The most common symptoms of patients diagnosed with Brucella were fever, arthralgia, myalgia, abdominal pain, and sweating, similar to other studies (Memish et al., 2000; Roushan and Amiri, 2013). When the clinical and examination findings were evaluated, fever, hepatomegaly, and splenomegaly were found to be high in our patient group, similar to studies in which fever, arthralgia, anorexia, hepatomegaly, and splenomegaly were found to be significantly higher in the culture-positive group. Unlike other studies, abdominal pain was also significantly higher in the bacteremic group (Özdem et al., 2022; Shi et al., 2021).

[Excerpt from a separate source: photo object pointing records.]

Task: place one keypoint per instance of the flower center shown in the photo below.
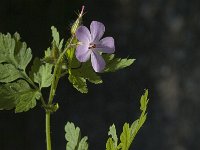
(92, 46)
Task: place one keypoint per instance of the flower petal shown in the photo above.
(106, 45)
(83, 53)
(97, 30)
(83, 34)
(98, 62)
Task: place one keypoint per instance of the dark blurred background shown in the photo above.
(162, 35)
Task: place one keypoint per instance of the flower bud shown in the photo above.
(78, 22)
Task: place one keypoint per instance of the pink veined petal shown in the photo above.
(83, 34)
(106, 45)
(83, 53)
(98, 62)
(97, 30)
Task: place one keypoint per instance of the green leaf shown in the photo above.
(7, 47)
(113, 134)
(83, 145)
(44, 76)
(13, 51)
(78, 83)
(22, 54)
(129, 132)
(73, 137)
(8, 73)
(114, 64)
(18, 94)
(125, 137)
(35, 67)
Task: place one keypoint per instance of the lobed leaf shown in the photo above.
(114, 64)
(79, 83)
(129, 132)
(73, 137)
(18, 94)
(9, 73)
(113, 134)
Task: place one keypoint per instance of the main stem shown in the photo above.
(48, 131)
(56, 77)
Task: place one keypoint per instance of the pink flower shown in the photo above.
(91, 45)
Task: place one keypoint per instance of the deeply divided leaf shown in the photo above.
(9, 73)
(18, 94)
(129, 132)
(79, 83)
(73, 137)
(114, 64)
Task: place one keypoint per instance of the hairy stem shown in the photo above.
(48, 131)
(56, 77)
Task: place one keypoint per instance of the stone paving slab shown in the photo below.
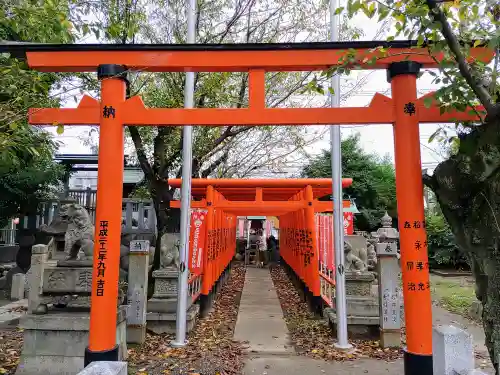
(260, 318)
(295, 365)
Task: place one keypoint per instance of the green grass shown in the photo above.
(454, 294)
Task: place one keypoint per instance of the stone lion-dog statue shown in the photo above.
(78, 239)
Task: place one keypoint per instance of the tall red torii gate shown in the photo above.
(402, 60)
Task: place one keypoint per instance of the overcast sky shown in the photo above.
(374, 138)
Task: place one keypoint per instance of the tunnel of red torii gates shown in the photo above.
(305, 236)
(404, 111)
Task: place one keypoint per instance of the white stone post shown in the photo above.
(137, 291)
(453, 351)
(39, 257)
(17, 289)
(389, 300)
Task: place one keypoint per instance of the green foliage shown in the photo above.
(373, 187)
(443, 251)
(27, 174)
(446, 28)
(27, 171)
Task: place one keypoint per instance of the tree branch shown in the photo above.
(141, 153)
(215, 164)
(484, 97)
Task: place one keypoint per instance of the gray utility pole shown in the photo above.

Different values were found to be significant in different studies on laboratory values. According to the studies, when significant values were evaluated in the bacteremic group compared to the non-bacteremic group, leukopenia and high AST values were detected in one study, high CRP, AST and ALT values were detected in one study, low hemoglobin, high CRP and AST values were detected in one study, and low hemoglobin and high AST, ALT and CRP values were detected in one study (Apa et al., 2013; Kara and Cayir, 2019; Özdem et al., 2022; Shi et al., 2021). In our study, white blood cell, platelet, and hemoglobin counts were lower, and AST and ALT values were higher in the bacteremic patients, supporting possible initial steps of the systemic inflammatory response of bacteria.

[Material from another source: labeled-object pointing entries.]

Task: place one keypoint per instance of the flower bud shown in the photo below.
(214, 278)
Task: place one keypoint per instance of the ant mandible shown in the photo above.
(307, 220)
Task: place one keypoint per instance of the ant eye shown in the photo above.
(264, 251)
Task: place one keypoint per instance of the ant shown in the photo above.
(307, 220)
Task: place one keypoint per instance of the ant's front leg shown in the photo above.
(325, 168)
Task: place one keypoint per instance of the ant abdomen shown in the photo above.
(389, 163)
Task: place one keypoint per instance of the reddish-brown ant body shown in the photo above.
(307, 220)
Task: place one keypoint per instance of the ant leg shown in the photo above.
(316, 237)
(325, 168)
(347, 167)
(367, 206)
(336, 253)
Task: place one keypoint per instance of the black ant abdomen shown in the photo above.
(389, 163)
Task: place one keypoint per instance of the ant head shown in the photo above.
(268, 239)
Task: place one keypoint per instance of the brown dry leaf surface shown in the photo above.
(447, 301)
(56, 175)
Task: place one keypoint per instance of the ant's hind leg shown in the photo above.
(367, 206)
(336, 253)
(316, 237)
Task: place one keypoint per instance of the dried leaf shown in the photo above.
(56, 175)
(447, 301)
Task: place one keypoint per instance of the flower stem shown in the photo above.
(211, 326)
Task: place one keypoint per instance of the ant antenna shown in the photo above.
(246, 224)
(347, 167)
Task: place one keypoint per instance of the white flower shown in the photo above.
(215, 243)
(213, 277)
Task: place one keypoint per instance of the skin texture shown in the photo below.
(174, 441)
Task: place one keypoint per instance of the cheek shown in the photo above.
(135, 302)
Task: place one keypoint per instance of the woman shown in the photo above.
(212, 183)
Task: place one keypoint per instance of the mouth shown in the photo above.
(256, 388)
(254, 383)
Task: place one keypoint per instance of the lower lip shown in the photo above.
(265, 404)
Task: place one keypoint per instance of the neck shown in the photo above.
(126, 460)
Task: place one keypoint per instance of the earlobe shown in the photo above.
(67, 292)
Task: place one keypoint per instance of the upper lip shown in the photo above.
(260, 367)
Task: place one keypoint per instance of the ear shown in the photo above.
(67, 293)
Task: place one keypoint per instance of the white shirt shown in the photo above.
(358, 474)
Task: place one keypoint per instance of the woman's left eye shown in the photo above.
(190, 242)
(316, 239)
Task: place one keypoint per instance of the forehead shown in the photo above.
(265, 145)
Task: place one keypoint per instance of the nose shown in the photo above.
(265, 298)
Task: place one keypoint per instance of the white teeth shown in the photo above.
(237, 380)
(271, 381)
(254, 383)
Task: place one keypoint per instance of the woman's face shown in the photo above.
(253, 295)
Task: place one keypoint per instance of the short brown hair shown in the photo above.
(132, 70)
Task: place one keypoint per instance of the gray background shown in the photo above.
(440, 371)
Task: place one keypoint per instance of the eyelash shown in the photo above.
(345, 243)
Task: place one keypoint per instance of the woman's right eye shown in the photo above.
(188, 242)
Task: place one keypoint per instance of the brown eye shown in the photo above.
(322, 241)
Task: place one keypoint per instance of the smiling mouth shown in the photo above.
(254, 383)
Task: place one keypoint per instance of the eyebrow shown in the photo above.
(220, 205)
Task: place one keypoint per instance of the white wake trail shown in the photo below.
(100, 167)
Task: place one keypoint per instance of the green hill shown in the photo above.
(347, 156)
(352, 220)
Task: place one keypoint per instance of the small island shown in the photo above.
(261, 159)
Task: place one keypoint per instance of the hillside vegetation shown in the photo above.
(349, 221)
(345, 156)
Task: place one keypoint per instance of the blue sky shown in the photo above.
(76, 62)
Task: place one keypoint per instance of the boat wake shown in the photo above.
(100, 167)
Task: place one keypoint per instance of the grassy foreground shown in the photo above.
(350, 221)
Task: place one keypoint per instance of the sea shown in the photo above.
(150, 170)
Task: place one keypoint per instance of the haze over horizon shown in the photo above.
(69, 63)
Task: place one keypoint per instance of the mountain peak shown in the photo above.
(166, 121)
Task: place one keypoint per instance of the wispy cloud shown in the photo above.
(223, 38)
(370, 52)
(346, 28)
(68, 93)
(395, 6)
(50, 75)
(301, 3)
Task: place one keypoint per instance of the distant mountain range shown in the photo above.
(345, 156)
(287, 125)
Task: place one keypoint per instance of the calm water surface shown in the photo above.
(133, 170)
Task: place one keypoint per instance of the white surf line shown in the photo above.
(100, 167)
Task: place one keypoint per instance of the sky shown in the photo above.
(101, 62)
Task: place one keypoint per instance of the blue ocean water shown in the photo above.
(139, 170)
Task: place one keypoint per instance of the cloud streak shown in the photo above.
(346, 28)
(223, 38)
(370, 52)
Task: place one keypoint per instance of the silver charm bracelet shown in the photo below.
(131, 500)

The limitations of the study are that all data cannot be evaluated because it is retrospective and it has a relatively low sample size. Although the sample size is relatively low, the results are consistent with other studies. In addition, we could only reach data on the presence of previous antimicrobial usage from the patients' history, but could not have the generic names of antimicrobial drugs, and thus could not evaluate if they are effective against Brucella.

In conclusion, in the diagnosis and follow-up of brucellosis, markers such as fever, abdominal pain, hepatomegaly, splenomegaly, white blood cell count, hemoglobin, platelet count, AST, and ALT may be significant in distinguishing between bacteremic and nonbacteremic Brucella.